Magnetic regions can be sized according to the size and shape of the package 10 and their respective forces of attraction. Magnetic regions can comprise magnetized magnetic ink that can be printed onto a region of the package and sized and shaped according to the requirements of the particular packaging task. Magnetic regions can be flexible, and can be as flexible as the material of the sidewall 12, 14. Magnetic regions can comprise magnetic ink deposited, such as by printing, in a relatively thin layer, such that the portions of sidewalls 12 and 14 comprising magnetic regions can be generally flexible, and can be flexibly magnetically attracted to one another.
The advantages of the example embodiment of FIG. 2 can be illustrated by the top views of FIGS. 3 and 4 which show two different closure configurations, respectively. It can be understood that the representation is schematic, and that the FIGS. are not to be taken as representing true dimensions. For example, magnetic regions can be relatively thin, printed elements, and sidewalls can be thin-film polymers. Thus, for illustrative purposes, the thickness off both the magnetic regions and the sidewalls is exaggerated in FIGS. 3 and 4. Further in general, pairs of discrete magnetic regions and opposing discrete magnetic regions, e.g., magnetic regions 26A and 26B of FIG. 2, can mirror one another in shape, size and position, and can be disposed opposite one another in the package 10. In general, magnetic regions can, when in a magnetically contacting state effect closure of the flexible package 10, as depicted in FIG. 1.
As shown in FIG. 3, in one closure configuration, opening 22 can be closed in a relatively flat manner, in which case according to the present disclosure, the opening would exhibit two petals 18 (M=2). As shown, each of the discrete magnetic regions of first plurality of magnetic regions 60 finds a one-to-one corresponding, opposing discrete magnetic region of second plurality of magnetic regions 62. In use, due to the relatively thin, flexible nature of both the sidewalls 12 and 14, as well as the relatively thin, flexible nature (or embedded in a laminate film), of the magnetic regions, the closure configuration shown in FIG. 3 can effect substantially complete closure of package 10 at opening 22.

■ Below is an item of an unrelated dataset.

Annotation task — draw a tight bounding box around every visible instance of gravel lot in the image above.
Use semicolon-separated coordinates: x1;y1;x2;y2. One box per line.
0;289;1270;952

As shown in FIG. 4, in one closure configuration, opening 22 can be closed in a different manner (than that depicted in FIG. 3), in which case according to the present disclosure, the opening would exhibit four petals 18 (M=4). As shown, some of the discrete magnetic regions of first plurality of magnetic regions 60 can be magnetically engageable with a separable magnetic force to other discrete magnetic regions of the first plurality of magnetic regions, e.g., 26A and 28A, and some of the discrete magnetic regions of first plurality of magnetic regions 60 can be magnetically engageable with a separable magnetic force to discrete magnetic regions of the second plurality of magnetic regions, e.g., 30A and 30B. In use, due to the relatively thin, flexible nature of both the sidewalls 12 and 14, as well as the relatively thin, flexible nature (or due to being embedded in a laminate film), of the discrete magnetic regions, the closure configuration shown in FIG. 3 can effect substantially complete closure of package 10 at opening 22.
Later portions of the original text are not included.